1. Nancy Selvin was born on 1943 and is an American sculptor, recognized for ceramic works and tableaux that explore the vessel form and balance an interplay of materials, minimal forms, and expressive processes.

1. Nancy Selvin was born on 1943 and is an American sculptor, recognized for ceramic works and tableaux that explore the vessel form and balance an interplay of materials, minimal forms, and expressive processes.
Nancy Selvin emerged in the late 1960s among a "second generation" of Bay Area ceramic artists who followed the California Clay Movement and continued to challenge ceramic traditions involving expression, form and function, and an art-world that placed the medium outside its established hierarchy.
Nancy Selvin's work has been exhibited at the Los Angeles County Museum of Art, Denver Art Museum, Daum Museum of Contemporary Art and Kohler Arts Center, and belongs to the public art collections of LACMA, the Smithsonian Institution, Oakland Museum of California, and Crocker Art Museum, among others.
Nancy Selvin studied painting and drawing at University of California, Riverside, and turned to ceramics after taking lessons in Iowa in 1966, where she and her husband lived during his graduate studies.
In 1985, Nancy Selvin built a warehouse-like, 1,500-square-foot studio in West Berkeley out of corrugated metal and salvaged materials.

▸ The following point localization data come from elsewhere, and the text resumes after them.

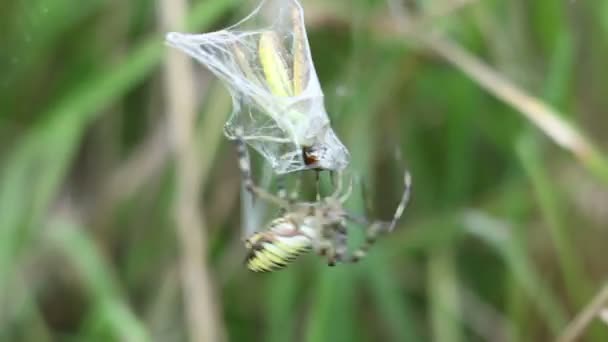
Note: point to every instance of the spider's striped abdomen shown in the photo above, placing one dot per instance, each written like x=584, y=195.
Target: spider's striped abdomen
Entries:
x=276, y=247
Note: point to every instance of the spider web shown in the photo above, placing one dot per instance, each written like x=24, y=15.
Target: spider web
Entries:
x=265, y=62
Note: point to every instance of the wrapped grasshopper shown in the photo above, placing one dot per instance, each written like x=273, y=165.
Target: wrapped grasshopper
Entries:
x=277, y=100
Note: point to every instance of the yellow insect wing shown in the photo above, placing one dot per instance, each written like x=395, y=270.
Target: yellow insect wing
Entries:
x=300, y=66
x=274, y=65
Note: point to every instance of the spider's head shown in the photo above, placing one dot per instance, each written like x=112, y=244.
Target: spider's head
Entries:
x=327, y=153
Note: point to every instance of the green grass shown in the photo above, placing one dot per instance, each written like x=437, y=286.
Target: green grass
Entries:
x=493, y=211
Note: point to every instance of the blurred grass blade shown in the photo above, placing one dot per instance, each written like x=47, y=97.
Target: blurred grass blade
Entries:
x=113, y=309
x=443, y=292
x=34, y=169
x=569, y=262
x=512, y=250
x=545, y=118
x=392, y=303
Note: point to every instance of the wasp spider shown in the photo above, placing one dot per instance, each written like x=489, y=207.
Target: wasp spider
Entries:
x=305, y=226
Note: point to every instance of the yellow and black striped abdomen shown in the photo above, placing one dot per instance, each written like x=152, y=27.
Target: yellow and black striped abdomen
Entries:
x=276, y=247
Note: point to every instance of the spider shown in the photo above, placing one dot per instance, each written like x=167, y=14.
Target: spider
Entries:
x=305, y=226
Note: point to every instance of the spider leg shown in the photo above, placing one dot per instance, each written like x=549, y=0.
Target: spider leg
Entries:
x=376, y=228
x=371, y=235
x=405, y=199
x=349, y=191
x=340, y=243
x=244, y=166
x=293, y=196
x=318, y=184
x=338, y=184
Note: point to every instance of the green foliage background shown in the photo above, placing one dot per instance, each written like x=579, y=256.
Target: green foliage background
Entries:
x=504, y=239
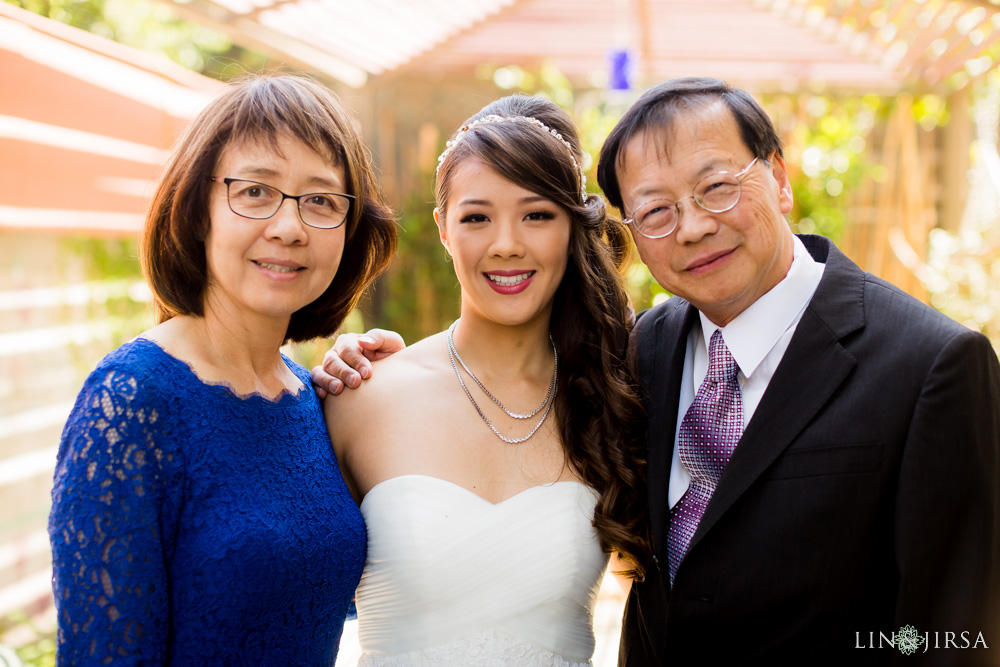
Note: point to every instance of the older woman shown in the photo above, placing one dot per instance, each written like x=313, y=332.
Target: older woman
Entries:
x=199, y=515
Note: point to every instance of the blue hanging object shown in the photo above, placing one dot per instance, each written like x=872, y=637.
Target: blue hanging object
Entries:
x=620, y=64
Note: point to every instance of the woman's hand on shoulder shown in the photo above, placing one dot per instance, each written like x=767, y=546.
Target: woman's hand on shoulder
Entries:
x=348, y=362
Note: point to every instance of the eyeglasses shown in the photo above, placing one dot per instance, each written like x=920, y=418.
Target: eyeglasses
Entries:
x=258, y=201
x=715, y=193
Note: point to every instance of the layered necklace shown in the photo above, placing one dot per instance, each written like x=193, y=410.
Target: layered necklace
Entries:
x=546, y=402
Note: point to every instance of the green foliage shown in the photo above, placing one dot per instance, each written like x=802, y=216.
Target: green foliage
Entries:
x=153, y=27
x=41, y=650
x=826, y=139
x=420, y=295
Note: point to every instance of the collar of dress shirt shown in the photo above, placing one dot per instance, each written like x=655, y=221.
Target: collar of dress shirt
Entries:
x=754, y=332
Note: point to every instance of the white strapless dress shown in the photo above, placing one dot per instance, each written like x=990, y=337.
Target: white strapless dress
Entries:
x=452, y=579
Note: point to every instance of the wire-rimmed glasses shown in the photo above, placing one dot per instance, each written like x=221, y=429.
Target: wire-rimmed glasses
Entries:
x=259, y=201
x=715, y=193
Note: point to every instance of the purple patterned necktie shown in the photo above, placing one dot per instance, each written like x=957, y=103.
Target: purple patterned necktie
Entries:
x=708, y=435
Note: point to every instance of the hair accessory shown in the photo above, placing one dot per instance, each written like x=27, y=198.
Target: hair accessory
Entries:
x=494, y=118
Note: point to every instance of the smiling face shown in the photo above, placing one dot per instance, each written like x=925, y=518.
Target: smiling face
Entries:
x=270, y=268
x=720, y=262
x=510, y=246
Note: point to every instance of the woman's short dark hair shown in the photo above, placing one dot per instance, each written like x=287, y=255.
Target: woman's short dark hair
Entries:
x=659, y=108
x=264, y=108
x=601, y=420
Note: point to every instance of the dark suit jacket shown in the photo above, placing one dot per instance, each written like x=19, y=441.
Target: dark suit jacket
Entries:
x=863, y=496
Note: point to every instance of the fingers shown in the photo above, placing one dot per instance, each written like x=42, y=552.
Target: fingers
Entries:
x=380, y=343
x=323, y=383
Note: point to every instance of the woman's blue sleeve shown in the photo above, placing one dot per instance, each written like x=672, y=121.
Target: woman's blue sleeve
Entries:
x=114, y=508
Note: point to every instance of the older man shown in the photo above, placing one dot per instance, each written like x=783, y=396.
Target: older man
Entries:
x=824, y=450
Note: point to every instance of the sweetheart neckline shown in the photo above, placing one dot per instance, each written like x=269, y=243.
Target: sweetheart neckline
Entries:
x=473, y=493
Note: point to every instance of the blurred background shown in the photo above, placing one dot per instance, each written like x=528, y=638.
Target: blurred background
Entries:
x=888, y=108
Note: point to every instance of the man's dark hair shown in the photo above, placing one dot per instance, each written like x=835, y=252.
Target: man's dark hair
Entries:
x=660, y=107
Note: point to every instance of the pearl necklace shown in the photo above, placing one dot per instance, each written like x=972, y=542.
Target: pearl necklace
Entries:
x=547, y=402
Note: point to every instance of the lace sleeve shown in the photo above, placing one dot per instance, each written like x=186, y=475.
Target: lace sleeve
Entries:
x=113, y=511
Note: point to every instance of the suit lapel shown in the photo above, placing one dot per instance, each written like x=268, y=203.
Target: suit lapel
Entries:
x=671, y=331
x=813, y=367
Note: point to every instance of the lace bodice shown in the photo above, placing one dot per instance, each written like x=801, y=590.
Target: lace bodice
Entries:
x=453, y=579
x=193, y=526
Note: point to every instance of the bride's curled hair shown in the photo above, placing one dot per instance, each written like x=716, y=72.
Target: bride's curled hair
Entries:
x=601, y=420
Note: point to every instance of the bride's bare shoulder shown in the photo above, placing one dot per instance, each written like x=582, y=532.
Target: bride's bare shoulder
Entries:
x=417, y=368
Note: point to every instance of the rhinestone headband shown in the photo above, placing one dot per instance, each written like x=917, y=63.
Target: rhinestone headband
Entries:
x=494, y=118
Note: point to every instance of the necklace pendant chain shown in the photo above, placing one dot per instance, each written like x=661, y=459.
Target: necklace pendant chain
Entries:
x=547, y=402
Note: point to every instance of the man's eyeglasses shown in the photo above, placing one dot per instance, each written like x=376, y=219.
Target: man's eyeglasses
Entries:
x=715, y=193
x=258, y=201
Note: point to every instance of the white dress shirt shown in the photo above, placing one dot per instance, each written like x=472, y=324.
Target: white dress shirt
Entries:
x=757, y=339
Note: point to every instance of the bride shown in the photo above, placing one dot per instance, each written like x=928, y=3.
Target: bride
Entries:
x=496, y=463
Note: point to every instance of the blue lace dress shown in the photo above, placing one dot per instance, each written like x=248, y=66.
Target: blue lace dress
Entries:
x=192, y=526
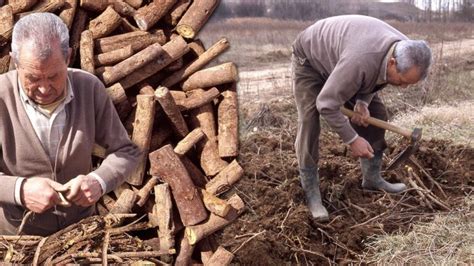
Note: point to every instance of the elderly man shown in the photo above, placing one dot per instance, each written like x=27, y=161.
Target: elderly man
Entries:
x=345, y=60
x=50, y=118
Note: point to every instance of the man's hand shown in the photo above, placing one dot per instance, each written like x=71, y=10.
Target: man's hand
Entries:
x=361, y=148
x=84, y=190
x=38, y=194
x=361, y=114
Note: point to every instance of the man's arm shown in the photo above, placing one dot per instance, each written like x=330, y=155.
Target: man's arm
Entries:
x=343, y=83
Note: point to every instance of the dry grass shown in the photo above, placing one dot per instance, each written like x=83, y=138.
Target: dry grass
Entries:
x=452, y=122
x=447, y=240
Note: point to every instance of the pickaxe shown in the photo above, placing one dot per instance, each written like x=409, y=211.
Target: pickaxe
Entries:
x=413, y=135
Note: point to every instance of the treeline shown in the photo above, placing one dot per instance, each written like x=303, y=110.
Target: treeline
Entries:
x=425, y=10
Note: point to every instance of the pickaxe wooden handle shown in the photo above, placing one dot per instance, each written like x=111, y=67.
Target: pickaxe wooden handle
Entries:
x=381, y=124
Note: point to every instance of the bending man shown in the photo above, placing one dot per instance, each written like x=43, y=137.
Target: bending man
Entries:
x=50, y=118
x=345, y=60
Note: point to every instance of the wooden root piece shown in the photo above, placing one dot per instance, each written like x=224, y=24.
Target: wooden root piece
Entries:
x=166, y=101
x=78, y=26
x=213, y=76
x=160, y=136
x=225, y=179
x=132, y=63
x=173, y=50
x=99, y=151
x=68, y=11
x=214, y=223
x=164, y=209
x=137, y=39
x=123, y=8
x=214, y=204
x=172, y=18
x=197, y=100
x=114, y=56
x=6, y=24
x=117, y=93
x=203, y=117
x=20, y=6
x=87, y=52
x=228, y=125
x=144, y=192
x=4, y=59
x=125, y=202
x=189, y=141
x=195, y=17
x=166, y=164
x=105, y=23
x=147, y=16
x=141, y=136
x=135, y=3
x=47, y=6
x=221, y=257
x=215, y=50
x=126, y=26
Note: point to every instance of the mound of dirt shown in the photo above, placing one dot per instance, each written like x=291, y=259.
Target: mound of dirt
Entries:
x=277, y=227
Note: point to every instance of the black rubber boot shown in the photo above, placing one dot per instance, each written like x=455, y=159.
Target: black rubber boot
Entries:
x=371, y=176
x=310, y=183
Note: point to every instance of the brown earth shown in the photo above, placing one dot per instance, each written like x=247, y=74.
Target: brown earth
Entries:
x=278, y=229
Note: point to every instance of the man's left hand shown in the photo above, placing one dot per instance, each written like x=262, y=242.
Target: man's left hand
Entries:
x=361, y=114
x=84, y=190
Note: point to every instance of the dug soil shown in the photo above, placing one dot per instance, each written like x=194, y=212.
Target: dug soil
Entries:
x=277, y=227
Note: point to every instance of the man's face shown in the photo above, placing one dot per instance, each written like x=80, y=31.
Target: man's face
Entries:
x=396, y=78
x=43, y=80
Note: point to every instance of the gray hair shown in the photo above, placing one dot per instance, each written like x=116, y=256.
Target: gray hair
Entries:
x=41, y=29
x=409, y=53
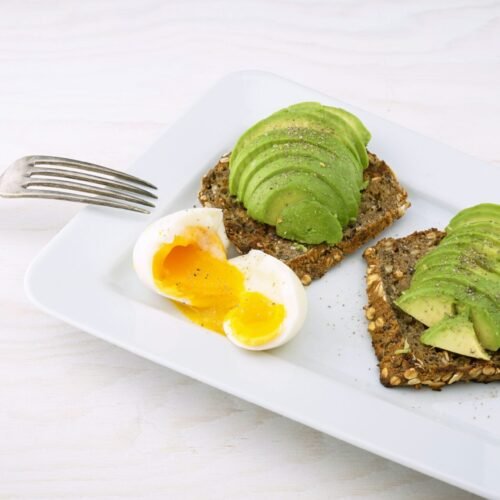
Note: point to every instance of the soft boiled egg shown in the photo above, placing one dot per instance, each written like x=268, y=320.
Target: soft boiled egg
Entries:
x=255, y=299
x=273, y=307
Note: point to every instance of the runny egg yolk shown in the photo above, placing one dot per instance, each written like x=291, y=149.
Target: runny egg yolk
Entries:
x=256, y=320
x=194, y=268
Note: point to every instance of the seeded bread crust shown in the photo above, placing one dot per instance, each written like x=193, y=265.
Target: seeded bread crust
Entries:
x=403, y=359
x=382, y=202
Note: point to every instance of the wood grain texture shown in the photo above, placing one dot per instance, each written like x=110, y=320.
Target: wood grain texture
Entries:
x=100, y=81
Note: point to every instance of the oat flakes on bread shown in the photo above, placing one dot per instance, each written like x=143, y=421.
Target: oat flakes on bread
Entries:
x=383, y=201
x=403, y=359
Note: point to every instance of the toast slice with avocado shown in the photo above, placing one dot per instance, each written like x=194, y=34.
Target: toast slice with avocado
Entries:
x=383, y=201
x=396, y=336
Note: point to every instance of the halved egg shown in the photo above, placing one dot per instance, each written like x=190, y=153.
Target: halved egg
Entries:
x=255, y=299
x=273, y=307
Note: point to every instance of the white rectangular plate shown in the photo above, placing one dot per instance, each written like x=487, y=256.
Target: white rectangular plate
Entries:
x=327, y=377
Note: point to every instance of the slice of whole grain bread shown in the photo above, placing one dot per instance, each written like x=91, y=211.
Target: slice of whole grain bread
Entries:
x=382, y=202
x=403, y=359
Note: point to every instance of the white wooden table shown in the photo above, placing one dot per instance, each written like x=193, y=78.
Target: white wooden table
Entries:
x=100, y=80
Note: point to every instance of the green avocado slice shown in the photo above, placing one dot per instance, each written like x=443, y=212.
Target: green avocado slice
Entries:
x=458, y=256
x=341, y=166
x=475, y=281
x=325, y=226
x=481, y=244
x=338, y=123
x=350, y=199
x=456, y=335
x=485, y=212
x=272, y=196
x=286, y=130
x=486, y=323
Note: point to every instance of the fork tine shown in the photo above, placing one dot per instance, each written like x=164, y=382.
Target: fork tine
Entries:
x=59, y=195
x=68, y=174
x=56, y=161
x=85, y=188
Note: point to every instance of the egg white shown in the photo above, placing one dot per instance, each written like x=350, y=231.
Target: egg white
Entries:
x=164, y=231
x=266, y=274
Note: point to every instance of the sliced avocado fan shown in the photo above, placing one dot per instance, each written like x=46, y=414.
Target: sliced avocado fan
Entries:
x=455, y=289
x=301, y=170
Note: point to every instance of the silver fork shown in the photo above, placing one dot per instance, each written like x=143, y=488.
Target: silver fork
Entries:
x=73, y=180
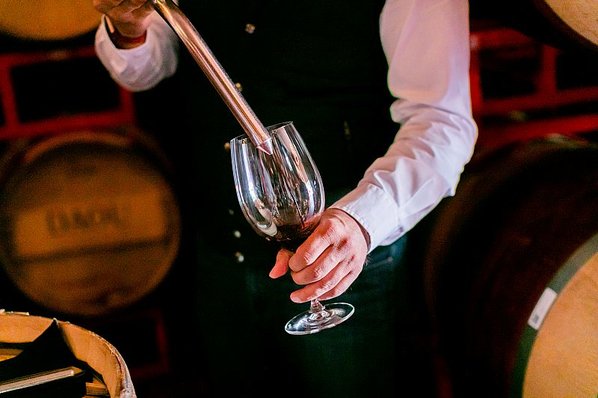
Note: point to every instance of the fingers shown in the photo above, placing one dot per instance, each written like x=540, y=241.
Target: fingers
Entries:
x=281, y=266
x=127, y=15
x=331, y=259
x=332, y=285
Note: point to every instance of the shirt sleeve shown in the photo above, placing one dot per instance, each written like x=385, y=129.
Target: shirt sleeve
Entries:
x=142, y=67
x=426, y=43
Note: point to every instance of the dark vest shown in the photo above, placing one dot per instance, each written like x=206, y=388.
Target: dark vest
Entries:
x=319, y=64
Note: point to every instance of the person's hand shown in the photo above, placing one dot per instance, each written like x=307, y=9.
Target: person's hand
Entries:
x=329, y=260
x=129, y=17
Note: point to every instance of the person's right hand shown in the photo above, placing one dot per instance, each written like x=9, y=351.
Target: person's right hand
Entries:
x=129, y=17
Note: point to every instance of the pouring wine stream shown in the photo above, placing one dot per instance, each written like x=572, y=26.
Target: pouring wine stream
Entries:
x=294, y=175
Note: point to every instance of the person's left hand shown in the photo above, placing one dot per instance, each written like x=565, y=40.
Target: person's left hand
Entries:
x=329, y=260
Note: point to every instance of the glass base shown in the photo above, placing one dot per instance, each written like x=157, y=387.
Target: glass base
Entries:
x=309, y=322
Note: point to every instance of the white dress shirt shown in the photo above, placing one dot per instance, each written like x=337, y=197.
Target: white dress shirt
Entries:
x=426, y=43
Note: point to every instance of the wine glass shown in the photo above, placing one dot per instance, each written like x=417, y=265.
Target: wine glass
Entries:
x=282, y=198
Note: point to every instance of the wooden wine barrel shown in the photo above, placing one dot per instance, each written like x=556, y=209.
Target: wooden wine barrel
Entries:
x=87, y=346
x=568, y=24
x=89, y=220
x=47, y=20
x=520, y=234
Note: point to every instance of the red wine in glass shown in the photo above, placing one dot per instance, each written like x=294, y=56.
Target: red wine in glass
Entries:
x=282, y=197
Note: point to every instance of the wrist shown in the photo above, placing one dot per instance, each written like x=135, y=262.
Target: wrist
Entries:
x=121, y=41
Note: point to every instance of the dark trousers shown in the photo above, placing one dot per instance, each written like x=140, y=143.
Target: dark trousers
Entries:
x=245, y=352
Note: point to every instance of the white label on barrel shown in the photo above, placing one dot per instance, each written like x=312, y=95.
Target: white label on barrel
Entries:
x=60, y=228
x=541, y=308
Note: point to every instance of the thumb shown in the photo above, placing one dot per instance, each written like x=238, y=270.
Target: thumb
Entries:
x=282, y=264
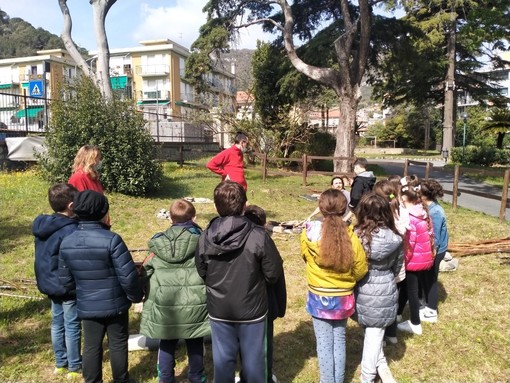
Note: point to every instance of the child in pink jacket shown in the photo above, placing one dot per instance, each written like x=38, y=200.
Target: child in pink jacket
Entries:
x=418, y=250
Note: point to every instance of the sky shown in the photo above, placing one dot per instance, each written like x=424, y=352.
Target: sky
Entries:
x=127, y=22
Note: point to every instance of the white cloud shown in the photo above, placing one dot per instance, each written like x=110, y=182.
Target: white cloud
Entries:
x=181, y=23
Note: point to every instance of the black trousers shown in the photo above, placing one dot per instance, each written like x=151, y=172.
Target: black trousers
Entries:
x=94, y=331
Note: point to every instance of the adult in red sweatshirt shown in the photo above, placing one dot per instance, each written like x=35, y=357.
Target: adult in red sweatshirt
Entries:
x=229, y=163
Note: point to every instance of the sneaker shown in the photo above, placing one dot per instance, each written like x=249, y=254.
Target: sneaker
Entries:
x=407, y=326
x=391, y=339
x=385, y=374
x=428, y=315
x=74, y=375
x=60, y=370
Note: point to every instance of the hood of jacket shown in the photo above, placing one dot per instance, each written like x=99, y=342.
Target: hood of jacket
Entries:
x=176, y=244
x=226, y=234
x=417, y=211
x=384, y=242
x=46, y=225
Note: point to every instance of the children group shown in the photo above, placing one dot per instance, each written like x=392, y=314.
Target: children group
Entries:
x=227, y=281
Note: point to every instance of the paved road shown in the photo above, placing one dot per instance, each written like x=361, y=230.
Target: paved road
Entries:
x=469, y=201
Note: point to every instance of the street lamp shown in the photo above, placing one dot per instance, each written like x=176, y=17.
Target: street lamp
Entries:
x=464, y=117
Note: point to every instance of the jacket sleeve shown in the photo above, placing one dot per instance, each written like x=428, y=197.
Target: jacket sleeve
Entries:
x=356, y=192
x=360, y=264
x=65, y=276
x=200, y=264
x=126, y=270
x=272, y=263
x=217, y=163
x=397, y=266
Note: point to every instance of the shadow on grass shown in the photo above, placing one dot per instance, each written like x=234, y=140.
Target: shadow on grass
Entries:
x=11, y=230
x=292, y=350
x=30, y=336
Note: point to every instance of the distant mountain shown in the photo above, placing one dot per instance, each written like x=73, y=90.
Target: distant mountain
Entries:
x=19, y=38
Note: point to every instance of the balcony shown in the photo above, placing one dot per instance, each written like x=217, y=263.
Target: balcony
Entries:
x=154, y=95
x=158, y=70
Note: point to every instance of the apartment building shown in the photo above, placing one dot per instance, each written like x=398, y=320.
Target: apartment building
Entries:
x=152, y=75
x=499, y=76
x=38, y=78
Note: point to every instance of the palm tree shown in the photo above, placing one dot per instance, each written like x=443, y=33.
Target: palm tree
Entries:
x=499, y=124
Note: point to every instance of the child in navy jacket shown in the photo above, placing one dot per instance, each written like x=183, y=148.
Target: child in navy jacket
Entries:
x=49, y=231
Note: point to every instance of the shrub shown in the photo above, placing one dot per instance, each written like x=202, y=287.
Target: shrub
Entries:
x=81, y=116
x=481, y=155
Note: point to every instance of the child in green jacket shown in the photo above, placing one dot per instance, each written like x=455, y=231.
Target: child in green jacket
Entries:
x=175, y=306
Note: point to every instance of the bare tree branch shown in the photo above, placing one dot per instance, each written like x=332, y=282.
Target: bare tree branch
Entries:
x=68, y=41
x=259, y=21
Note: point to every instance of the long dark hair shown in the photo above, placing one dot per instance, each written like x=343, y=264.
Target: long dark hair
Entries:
x=373, y=212
x=335, y=247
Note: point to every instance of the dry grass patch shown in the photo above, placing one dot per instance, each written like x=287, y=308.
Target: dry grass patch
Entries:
x=470, y=343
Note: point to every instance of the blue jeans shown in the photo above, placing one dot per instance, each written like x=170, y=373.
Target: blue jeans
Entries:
x=166, y=360
x=231, y=338
x=66, y=334
x=330, y=336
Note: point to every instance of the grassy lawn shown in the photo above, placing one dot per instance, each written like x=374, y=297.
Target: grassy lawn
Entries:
x=470, y=343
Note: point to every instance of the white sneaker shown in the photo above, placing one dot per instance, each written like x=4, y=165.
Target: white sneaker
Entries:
x=428, y=315
x=385, y=374
x=391, y=339
x=407, y=326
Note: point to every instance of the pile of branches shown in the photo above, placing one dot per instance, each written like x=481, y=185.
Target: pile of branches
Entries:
x=481, y=247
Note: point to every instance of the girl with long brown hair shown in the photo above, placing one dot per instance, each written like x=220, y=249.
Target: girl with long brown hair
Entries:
x=85, y=169
x=419, y=252
x=335, y=261
x=377, y=295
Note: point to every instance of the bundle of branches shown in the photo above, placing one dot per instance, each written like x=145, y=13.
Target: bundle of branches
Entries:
x=482, y=247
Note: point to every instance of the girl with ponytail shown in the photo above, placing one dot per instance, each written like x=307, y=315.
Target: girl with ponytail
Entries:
x=419, y=252
x=335, y=261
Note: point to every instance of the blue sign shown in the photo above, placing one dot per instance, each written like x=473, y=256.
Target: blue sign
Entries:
x=36, y=88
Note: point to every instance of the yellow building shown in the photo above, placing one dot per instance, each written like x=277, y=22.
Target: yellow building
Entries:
x=151, y=74
x=37, y=77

Nancy Selvin continued to show throughout the United States, in featured exhibitions at the Richmond Art Center, Charleston Heights Art Center, Daum Museum of Contemporary Art, and Baltimore Clayworks, as well as major group shows at LACMA, the de Saisset Museum, Ruth Chandler Williamson Gallery, and Society for Contemporary Craft.
Nancy Selvin taught ceramics at several institutions, including State University of New York-Albany, and later, California College of the Arts, beginning in 2007.
Nancy Selvin's art has included intimate, domestic-related ceramic pieces and still lifes, more expansive mixed-media tableaux, and large-scale outdoor installations.
Nancy Selvin arranged them on ledges, double-sashed wood windows and custom tables made from building-supply materials that she treated as equal design components.
Nancy Selvin painted her forms loosely with underglaze, in order to explore color apart from form and to meld color and texture.
Nancy Selvin has produced large, abstract gouache-on-paper drawings that critics describe as luminous, textured with scratches, smears and blotches, and simultaneously simple and monumental.
Nancy Selvin's work belongs to the public art collections of many institutions, including the LACMA, Smithsonian Institution, Oakland Museum, American Museum of Ceramic Art, Arkansas Arts Center, Crocker Art Museum, Daum Museum of Contemporary Art, Everson Museum of Art, Kohler Arts Center, Mint Museum, The Prieto Collection at Mills College, Racine Art Museum, and University of Iowa Stanley Museum of Art.
Nancy Selvin has been awarded fellowships from the California Arts Council and National Endowment for the Arts and has received an UrbanGlass First Prize, Westwood Ceramic National Purchase Award, and California Craftsman Award, among honors.
Nancy Selvin is a member of the International Academy of Ceramics in Geneva, Switzerland.